“Am I safe? What can I do? Where do we go from here?” Dr. Richard P. Keeling asked an audience of students and faculty on Wednesday evening in an event for Health, Safety and Justice Week. Keeling, who is the editor of the American Journal of College Health, compared the events of Sept. 11 and pressing campus health and safety issues.
“The most important thing about the events of Sept. 11 is that it was not like anything we had seen before,” Keeling said. “We are Alice down the rabbit hole?we discovered a parallel universe on the other side of our dreams,”Keeling said.
The most common conclusion about Sept. 11 is that it brought people together, Keeling said. He said that the nation is united in the belief that there is a problem, but not in the search for a solution.
Keeling said that the Georgetown community faces a similar problem with campus drinking.

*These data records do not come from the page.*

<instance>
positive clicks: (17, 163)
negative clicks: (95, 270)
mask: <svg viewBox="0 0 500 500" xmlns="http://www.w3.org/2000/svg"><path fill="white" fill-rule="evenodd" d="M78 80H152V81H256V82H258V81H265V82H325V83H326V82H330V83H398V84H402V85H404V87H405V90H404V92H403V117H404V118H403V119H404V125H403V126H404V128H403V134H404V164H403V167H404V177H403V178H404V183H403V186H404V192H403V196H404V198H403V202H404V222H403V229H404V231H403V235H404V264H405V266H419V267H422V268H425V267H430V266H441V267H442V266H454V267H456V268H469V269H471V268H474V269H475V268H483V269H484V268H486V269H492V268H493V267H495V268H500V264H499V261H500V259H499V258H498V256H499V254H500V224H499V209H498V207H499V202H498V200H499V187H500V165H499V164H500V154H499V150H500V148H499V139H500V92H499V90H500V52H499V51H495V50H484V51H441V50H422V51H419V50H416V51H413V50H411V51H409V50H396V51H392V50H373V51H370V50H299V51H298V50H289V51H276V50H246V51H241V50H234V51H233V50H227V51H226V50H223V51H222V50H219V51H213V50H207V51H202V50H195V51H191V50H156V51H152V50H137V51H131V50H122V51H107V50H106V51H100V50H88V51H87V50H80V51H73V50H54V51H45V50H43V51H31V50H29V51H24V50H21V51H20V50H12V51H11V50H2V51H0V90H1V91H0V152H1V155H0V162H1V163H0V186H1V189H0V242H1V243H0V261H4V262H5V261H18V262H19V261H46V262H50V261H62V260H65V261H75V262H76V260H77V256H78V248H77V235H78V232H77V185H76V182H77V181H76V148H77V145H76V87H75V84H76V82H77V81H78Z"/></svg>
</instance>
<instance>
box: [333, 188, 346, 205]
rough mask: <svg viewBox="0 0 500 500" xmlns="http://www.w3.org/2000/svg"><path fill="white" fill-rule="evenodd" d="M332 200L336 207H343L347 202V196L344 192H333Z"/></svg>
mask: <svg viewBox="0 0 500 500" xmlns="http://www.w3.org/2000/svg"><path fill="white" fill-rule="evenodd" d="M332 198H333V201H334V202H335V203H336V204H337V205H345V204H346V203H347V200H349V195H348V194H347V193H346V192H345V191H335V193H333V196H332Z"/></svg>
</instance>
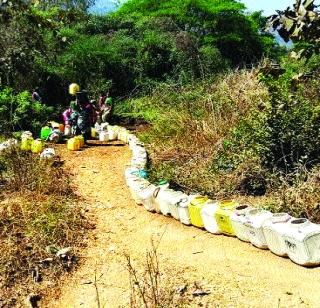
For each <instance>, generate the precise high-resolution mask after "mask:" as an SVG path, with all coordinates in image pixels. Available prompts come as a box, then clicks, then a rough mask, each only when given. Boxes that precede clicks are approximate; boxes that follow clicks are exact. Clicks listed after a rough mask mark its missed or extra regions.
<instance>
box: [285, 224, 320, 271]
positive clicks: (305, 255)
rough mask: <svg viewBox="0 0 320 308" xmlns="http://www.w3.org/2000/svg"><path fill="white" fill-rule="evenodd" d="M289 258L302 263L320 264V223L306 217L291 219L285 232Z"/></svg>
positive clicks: (306, 264)
mask: <svg viewBox="0 0 320 308" xmlns="http://www.w3.org/2000/svg"><path fill="white" fill-rule="evenodd" d="M284 233H285V234H284V236H283V238H284V241H285V244H286V247H287V254H288V256H289V258H290V259H291V260H292V261H293V262H295V263H297V264H300V265H304V266H314V265H319V264H320V225H317V224H314V223H311V222H310V221H309V220H308V219H306V218H298V219H291V220H290V223H289V224H288V228H286V230H285V232H284Z"/></svg>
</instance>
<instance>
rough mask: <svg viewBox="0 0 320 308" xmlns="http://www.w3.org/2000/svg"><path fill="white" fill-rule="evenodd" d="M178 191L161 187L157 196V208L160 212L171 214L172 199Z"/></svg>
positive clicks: (167, 188)
mask: <svg viewBox="0 0 320 308" xmlns="http://www.w3.org/2000/svg"><path fill="white" fill-rule="evenodd" d="M175 193H176V192H175V191H174V190H172V189H170V188H166V189H161V190H160V191H159V192H158V194H157V197H156V202H157V204H158V205H157V208H158V209H159V210H160V212H161V213H162V214H163V215H165V216H169V215H170V214H171V212H170V202H171V201H172V198H174V197H175V196H176V194H175Z"/></svg>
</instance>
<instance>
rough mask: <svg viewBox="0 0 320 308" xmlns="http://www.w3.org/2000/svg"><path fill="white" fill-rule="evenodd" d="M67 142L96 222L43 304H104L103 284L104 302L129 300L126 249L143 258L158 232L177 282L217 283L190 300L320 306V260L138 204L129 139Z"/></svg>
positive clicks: (296, 306)
mask: <svg viewBox="0 0 320 308" xmlns="http://www.w3.org/2000/svg"><path fill="white" fill-rule="evenodd" d="M64 148H65V147H61V148H60V151H61V155H62V158H63V159H65V161H66V168H68V169H69V170H70V172H71V174H73V177H74V182H75V185H76V187H77V190H78V191H77V192H78V194H79V195H81V196H82V197H83V198H84V202H85V206H86V207H87V209H88V215H89V217H91V219H92V220H94V221H95V223H96V228H95V230H93V231H90V232H91V233H90V236H89V243H88V247H87V249H86V250H85V251H83V254H82V256H81V258H80V260H81V261H80V266H79V268H78V269H77V270H76V271H75V272H73V273H72V274H69V275H66V276H65V277H64V279H63V281H62V283H61V286H60V290H61V291H60V292H59V293H57V292H55V291H54V290H53V292H52V294H51V295H50V296H48V299H47V302H43V303H42V304H41V306H42V307H98V304H97V290H98V292H99V300H100V307H128V306H129V299H130V286H129V275H128V271H127V269H126V266H125V265H126V261H125V258H124V253H128V254H130V256H131V257H132V259H133V260H134V262H135V264H137V266H141V264H143V263H144V261H145V252H146V250H147V249H149V248H150V240H151V238H153V239H154V240H155V241H158V240H159V239H160V238H161V237H162V238H161V240H160V244H159V250H158V253H159V259H160V267H161V268H162V269H163V271H164V272H166V273H167V276H165V277H167V278H168V277H169V276H168V275H170V272H171V273H172V277H170V278H168V279H169V280H171V281H176V282H177V286H180V285H184V284H186V285H188V286H191V285H192V284H193V283H194V282H195V281H201V282H202V283H204V284H205V286H206V288H208V289H210V291H211V293H210V294H209V295H206V296H203V297H201V298H200V299H199V298H196V299H192V298H191V299H190V302H189V304H188V305H187V306H188V307H198V306H205V307H319V305H320V293H319V290H320V279H319V277H320V268H314V269H307V268H303V267H301V266H298V265H295V264H293V263H292V262H291V261H290V260H288V259H285V258H280V257H277V256H275V255H273V254H272V253H271V252H270V251H264V250H259V249H257V248H255V247H253V246H251V245H250V244H247V243H243V242H241V241H239V240H237V239H236V238H230V237H226V236H214V235H211V234H209V233H207V232H205V231H203V230H200V229H197V228H194V227H188V226H184V225H182V224H180V223H179V222H178V221H176V220H174V219H173V218H169V217H164V216H162V215H159V214H152V213H149V212H147V211H146V210H144V208H143V207H139V206H137V205H135V203H134V201H133V200H132V199H131V196H130V193H129V190H128V188H127V187H126V185H125V181H124V170H125V168H126V165H127V164H128V163H129V161H130V151H129V149H128V147H127V146H120V145H118V146H117V143H114V144H110V145H108V146H92V147H88V148H86V149H84V150H83V151H81V152H67V151H65V150H64ZM95 277H96V281H97V283H96V286H97V288H96V287H95V283H94V281H95ZM96 289H97V290H96ZM49 298H50V300H49Z"/></svg>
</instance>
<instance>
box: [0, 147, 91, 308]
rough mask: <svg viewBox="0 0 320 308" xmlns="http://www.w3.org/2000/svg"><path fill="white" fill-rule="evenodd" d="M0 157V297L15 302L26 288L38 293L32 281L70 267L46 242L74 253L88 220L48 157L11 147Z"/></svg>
mask: <svg viewBox="0 0 320 308" xmlns="http://www.w3.org/2000/svg"><path fill="white" fill-rule="evenodd" d="M0 161H1V167H2V168H1V174H2V179H3V182H2V183H3V187H2V192H1V195H0V198H1V200H0V298H2V300H3V301H4V303H5V304H6V305H7V306H10V305H13V306H14V305H17V304H19V303H20V302H19V301H20V299H21V298H22V297H26V296H27V295H28V294H29V293H30V292H32V293H35V294H37V293H38V292H40V293H41V285H40V284H39V283H37V282H39V281H41V280H46V281H48V280H53V281H54V280H56V279H57V278H58V277H59V275H60V274H61V273H62V272H64V271H66V270H70V268H71V266H72V263H73V262H72V260H73V259H72V260H71V259H70V260H69V259H67V260H62V259H61V260H60V259H57V258H56V257H55V255H54V254H51V253H50V252H48V251H47V250H46V247H48V246H49V245H53V246H55V247H57V249H59V248H64V247H69V246H72V247H73V248H74V249H75V252H76V250H77V248H78V247H81V246H83V245H84V244H83V237H84V235H85V231H86V228H88V227H89V224H88V222H87V221H86V219H85V218H84V216H83V214H82V209H81V207H79V205H78V202H77V199H76V198H75V196H74V195H73V194H72V190H71V188H70V185H69V181H68V177H67V175H66V174H65V173H64V172H63V170H62V169H61V167H57V166H55V164H54V162H53V161H50V160H41V159H39V158H38V157H36V156H33V155H32V154H30V153H25V152H21V151H20V150H19V149H16V148H12V149H10V150H8V151H5V152H4V153H2V155H1V157H0ZM70 261H71V263H70ZM39 290H40V291H39ZM38 294H39V293H38Z"/></svg>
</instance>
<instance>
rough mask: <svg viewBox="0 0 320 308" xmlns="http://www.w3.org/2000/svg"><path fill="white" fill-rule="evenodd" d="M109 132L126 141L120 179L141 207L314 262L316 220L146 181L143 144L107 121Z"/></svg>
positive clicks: (305, 261) (232, 200)
mask: <svg viewBox="0 0 320 308" xmlns="http://www.w3.org/2000/svg"><path fill="white" fill-rule="evenodd" d="M110 133H111V135H112V134H113V135H117V137H115V136H111V137H114V138H118V140H121V141H123V142H125V143H127V144H129V147H130V149H131V151H132V159H131V165H130V167H128V168H127V169H126V170H125V178H126V183H127V185H128V187H129V189H130V191H131V194H132V197H133V199H134V200H135V202H136V203H137V204H139V205H143V206H144V208H145V209H146V210H148V211H150V212H157V213H161V214H163V215H165V216H172V217H173V218H175V219H177V220H179V221H180V222H181V223H182V224H185V225H191V224H192V225H193V226H195V227H199V228H204V229H206V230H207V231H208V232H210V233H213V234H225V235H229V236H236V237H237V238H238V239H240V240H241V241H244V242H249V243H251V244H252V245H254V246H255V247H257V248H259V249H270V251H271V252H273V253H274V254H276V255H279V256H282V257H289V258H290V259H291V260H292V261H293V262H295V263H297V264H300V265H303V266H315V265H319V264H320V225H317V224H314V223H311V222H310V221H309V220H307V219H305V218H300V219H299V218H298V219H297V218H293V217H291V216H290V215H288V214H286V213H276V214H273V213H271V212H269V211H266V210H264V209H260V208H257V207H254V206H252V205H247V204H239V203H238V202H236V201H234V200H224V201H214V200H210V199H209V198H208V197H206V196H200V195H196V194H195V195H190V196H188V195H186V194H185V193H183V192H181V191H175V190H173V189H170V188H169V184H168V183H167V182H166V181H161V182H159V183H157V184H151V183H150V182H149V181H148V180H147V173H146V171H145V167H146V164H147V151H146V149H145V147H144V145H143V143H142V142H140V141H139V139H138V138H137V137H136V136H135V135H133V134H131V133H130V132H129V131H128V130H126V129H123V128H119V127H117V126H116V127H114V126H109V125H108V134H110Z"/></svg>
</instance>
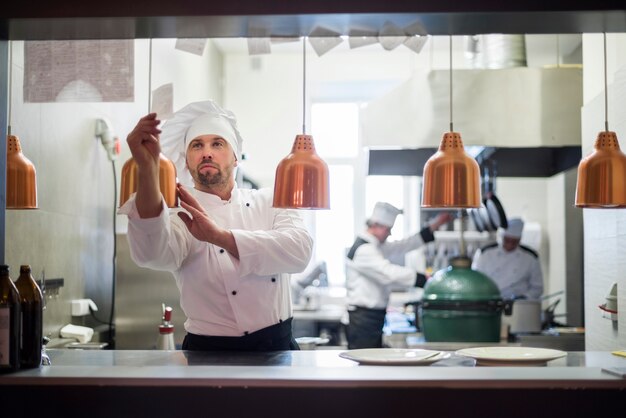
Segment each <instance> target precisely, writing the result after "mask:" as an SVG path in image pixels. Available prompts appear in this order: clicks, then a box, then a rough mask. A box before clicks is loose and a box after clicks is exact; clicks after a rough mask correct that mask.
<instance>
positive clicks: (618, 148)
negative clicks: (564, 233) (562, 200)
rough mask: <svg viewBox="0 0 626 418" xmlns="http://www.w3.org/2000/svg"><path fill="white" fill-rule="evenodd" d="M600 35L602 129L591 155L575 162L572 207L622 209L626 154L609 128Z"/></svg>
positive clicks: (594, 146) (605, 61) (600, 132)
mask: <svg viewBox="0 0 626 418" xmlns="http://www.w3.org/2000/svg"><path fill="white" fill-rule="evenodd" d="M603 36H604V131H603V132H600V133H599V134H598V137H597V138H596V142H595V144H594V151H593V152H592V153H591V155H589V156H587V157H585V158H583V159H582V160H581V161H580V163H579V164H578V180H577V183H576V206H577V207H579V208H593V209H615V208H626V155H624V153H623V152H622V151H621V150H620V147H619V142H618V140H617V135H616V134H615V132H612V131H609V122H608V88H607V87H608V86H607V69H606V33H604V34H603Z"/></svg>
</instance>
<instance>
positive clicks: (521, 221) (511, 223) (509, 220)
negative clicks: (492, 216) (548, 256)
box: [502, 218, 524, 239]
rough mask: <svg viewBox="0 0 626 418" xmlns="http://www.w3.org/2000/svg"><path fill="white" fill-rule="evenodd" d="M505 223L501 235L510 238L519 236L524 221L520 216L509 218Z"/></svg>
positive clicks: (519, 237)
mask: <svg viewBox="0 0 626 418" xmlns="http://www.w3.org/2000/svg"><path fill="white" fill-rule="evenodd" d="M507 223H508V226H507V227H506V229H505V230H504V231H503V233H502V235H503V236H505V237H510V238H518V239H519V238H521V237H522V231H523V230H524V221H522V220H521V219H520V218H511V219H509V220H508V222H507Z"/></svg>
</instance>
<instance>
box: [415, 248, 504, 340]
mask: <svg viewBox="0 0 626 418" xmlns="http://www.w3.org/2000/svg"><path fill="white" fill-rule="evenodd" d="M505 308H507V309H508V307H507V306H505V302H504V301H503V300H502V297H501V296H500V290H499V289H498V286H497V285H496V284H495V283H494V281H493V280H491V279H490V278H489V277H487V276H485V275H484V274H482V273H480V272H478V271H476V270H472V269H471V260H470V259H469V258H467V257H457V258H454V259H452V260H451V263H450V266H449V267H447V268H445V269H443V270H439V271H438V272H436V273H435V274H434V276H433V277H432V278H431V279H430V280H428V282H426V286H425V287H424V295H423V297H422V302H421V303H420V305H419V320H420V325H421V329H422V332H423V333H424V339H425V340H426V341H427V342H431V341H434V342H443V341H445V342H456V341H459V342H498V341H500V323H501V317H502V312H503V311H504V310H505Z"/></svg>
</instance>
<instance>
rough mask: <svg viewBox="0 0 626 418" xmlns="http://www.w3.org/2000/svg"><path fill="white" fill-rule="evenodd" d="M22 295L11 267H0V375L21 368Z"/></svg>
mask: <svg viewBox="0 0 626 418" xmlns="http://www.w3.org/2000/svg"><path fill="white" fill-rule="evenodd" d="M21 323H22V315H21V310H20V295H19V293H18V291H17V288H16V287H15V285H14V284H13V281H12V280H11V277H9V266H7V265H4V264H2V265H0V373H6V372H12V371H15V370H17V369H19V367H20V331H21Z"/></svg>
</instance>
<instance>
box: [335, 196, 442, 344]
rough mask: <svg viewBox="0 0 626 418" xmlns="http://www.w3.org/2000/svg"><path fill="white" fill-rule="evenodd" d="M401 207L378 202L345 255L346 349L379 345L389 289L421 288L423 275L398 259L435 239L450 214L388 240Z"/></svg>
mask: <svg viewBox="0 0 626 418" xmlns="http://www.w3.org/2000/svg"><path fill="white" fill-rule="evenodd" d="M401 213H402V210H400V209H398V208H396V207H394V206H393V205H391V204H389V203H386V202H378V203H376V205H375V206H374V210H373V212H372V215H371V216H370V217H369V219H368V220H367V222H366V225H367V228H366V230H365V231H364V232H362V233H361V234H359V235H358V236H357V238H356V240H355V241H354V244H353V245H352V248H350V250H349V251H348V254H347V257H346V287H347V290H348V295H347V296H348V304H349V309H348V315H349V324H348V328H347V334H348V335H347V337H348V348H350V349H354V348H377V347H382V329H383V325H384V321H385V313H386V309H387V304H388V303H389V295H390V293H391V290H392V288H393V289H397V288H401V287H407V288H408V287H412V286H419V287H423V286H424V284H425V283H426V277H425V276H424V275H423V274H420V273H418V272H416V271H415V270H413V269H411V268H409V267H405V266H403V265H399V264H394V263H393V262H392V261H391V260H393V259H396V260H397V259H398V258H399V257H401V256H403V255H404V254H406V253H407V252H409V251H412V250H414V249H416V248H418V247H420V246H421V245H423V244H424V243H427V242H430V241H433V240H434V239H435V237H434V234H433V232H434V231H435V230H437V229H438V228H439V227H440V226H441V225H442V224H444V223H447V222H449V221H450V220H451V219H452V216H451V215H450V214H449V213H447V212H443V213H441V214H439V215H438V216H437V217H436V218H435V219H434V221H433V222H431V224H430V225H429V226H427V227H425V228H423V229H422V230H421V231H419V232H418V233H416V234H415V235H413V236H411V237H408V238H405V239H402V240H398V241H391V242H389V241H387V238H389V236H390V235H391V229H392V228H393V224H394V223H395V220H396V216H398V215H399V214H401Z"/></svg>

According to Keeling, in a survey conducted in 2000, 98 percent of Georgetown students responded that they would aid a person who had had too much alcohol. He said that the University attributed this statistic to the strength of the Georgetown community.
People must realize that most health risks come from members of the community and then decide how much they are willing to sacrifice to aid others, Keeling said.
“It is easier for us to think about people falling out of towers due to terrorist attacks than to consider that we cause our own risks,” Keeling said. “Sometimes you must increase personal tension in order to decrease tension in the community,” he said.